Treasury yield spike inflicts pain on borrowers
- Matt Phillips, author of Axios Markets


Yields on U.S. government bonds — known as Treasuries — rocketed in recent days, as Friday's inflation report convinced many that a combination of persistently high inflation and aggressive Federal Reserve interest hikes, is on the way.
Driving the news: The yield on the 10-year Treasury note surged to nearly 3.50% in recent days, a level not seen since 2011.
Why it matters: The yield on the benchmark 10-year note is the most important number in financial markets, and arguably the world.
- It's the foundation that investors worldwide use to build the models that determine the interest rates that borrowers — from home buyers locking in a mortgage to Fortune 500 companies placing multibillion-dollar bond deals — should pay.
- That means it's a quick-and-dirty way to assess the cost of borrowing in an economy.
When Treasury yields rise, almost everybody else pays more — sometimes a lot more.

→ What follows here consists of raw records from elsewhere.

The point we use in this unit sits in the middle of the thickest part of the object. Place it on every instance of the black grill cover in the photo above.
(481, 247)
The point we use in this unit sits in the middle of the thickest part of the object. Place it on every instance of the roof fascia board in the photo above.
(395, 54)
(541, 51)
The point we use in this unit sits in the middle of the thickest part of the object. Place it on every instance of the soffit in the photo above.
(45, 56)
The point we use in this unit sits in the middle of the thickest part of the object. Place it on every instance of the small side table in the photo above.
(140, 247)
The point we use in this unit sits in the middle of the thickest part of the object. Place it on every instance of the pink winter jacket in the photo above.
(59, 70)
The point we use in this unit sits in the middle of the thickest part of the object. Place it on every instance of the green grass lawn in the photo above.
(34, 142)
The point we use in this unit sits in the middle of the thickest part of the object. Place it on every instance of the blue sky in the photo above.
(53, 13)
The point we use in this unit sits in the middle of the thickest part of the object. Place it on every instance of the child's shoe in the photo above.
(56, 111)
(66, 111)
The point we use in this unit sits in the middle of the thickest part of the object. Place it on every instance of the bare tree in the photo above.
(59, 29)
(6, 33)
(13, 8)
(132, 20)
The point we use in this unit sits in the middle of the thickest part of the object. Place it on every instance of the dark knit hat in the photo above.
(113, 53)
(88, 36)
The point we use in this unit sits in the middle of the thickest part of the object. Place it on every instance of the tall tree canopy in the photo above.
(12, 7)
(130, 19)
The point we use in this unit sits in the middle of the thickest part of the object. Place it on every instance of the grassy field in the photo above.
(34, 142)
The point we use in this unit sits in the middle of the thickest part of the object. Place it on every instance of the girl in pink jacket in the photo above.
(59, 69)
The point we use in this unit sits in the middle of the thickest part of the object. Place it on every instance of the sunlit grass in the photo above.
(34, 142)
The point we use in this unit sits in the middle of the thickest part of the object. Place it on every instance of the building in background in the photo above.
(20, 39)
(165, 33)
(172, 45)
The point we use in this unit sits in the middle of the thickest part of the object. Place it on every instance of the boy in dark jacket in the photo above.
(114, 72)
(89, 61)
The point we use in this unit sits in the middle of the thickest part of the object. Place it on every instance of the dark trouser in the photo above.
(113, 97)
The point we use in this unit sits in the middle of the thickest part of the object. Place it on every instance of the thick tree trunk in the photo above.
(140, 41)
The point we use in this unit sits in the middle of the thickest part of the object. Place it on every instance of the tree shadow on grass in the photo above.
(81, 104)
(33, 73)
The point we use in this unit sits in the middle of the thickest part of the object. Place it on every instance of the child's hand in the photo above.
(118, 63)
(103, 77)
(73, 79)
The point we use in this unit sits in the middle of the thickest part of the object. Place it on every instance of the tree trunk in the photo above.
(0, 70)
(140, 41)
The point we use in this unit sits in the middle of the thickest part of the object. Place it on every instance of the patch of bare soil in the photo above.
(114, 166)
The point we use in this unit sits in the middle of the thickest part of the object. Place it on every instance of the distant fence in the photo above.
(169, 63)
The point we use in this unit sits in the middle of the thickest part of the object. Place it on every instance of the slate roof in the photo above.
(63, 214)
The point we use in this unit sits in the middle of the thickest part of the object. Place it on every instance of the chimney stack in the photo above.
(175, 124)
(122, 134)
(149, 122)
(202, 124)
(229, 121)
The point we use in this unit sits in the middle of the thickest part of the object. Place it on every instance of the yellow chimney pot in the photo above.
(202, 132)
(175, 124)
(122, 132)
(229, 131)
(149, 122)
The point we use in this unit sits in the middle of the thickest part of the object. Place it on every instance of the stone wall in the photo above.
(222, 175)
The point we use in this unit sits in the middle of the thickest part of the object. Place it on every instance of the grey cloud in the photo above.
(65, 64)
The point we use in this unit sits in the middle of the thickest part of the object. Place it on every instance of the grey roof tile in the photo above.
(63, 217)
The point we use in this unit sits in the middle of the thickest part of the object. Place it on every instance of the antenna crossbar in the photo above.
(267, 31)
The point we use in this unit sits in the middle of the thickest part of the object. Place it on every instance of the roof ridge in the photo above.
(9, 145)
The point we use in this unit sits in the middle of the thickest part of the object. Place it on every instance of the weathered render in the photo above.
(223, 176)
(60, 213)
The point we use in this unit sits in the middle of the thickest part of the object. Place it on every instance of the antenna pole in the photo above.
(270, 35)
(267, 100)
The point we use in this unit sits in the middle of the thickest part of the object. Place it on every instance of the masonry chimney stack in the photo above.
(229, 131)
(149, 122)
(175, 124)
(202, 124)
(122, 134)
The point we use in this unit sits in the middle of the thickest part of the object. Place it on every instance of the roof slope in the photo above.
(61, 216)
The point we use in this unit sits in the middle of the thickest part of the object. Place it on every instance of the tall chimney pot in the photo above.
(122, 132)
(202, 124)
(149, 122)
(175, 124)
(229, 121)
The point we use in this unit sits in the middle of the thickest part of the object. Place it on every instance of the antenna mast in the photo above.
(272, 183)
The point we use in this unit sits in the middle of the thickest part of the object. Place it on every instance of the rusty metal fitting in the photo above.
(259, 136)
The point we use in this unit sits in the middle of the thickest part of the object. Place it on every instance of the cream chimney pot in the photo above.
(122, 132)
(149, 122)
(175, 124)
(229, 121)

- One example: Rates on 30-year fixed-rate mortgages surged to over 6% on Tuesday — from 3.16% six months ago — worsening an already dismal affordability picture for would-be homebuyers.
The bottom line: Add this to the growing list of ominous signs for the U.S. economy ... The Fed's trying to slow things down, without tipping the economy into an outright recession — but that's looking like a tougher path to walk lately.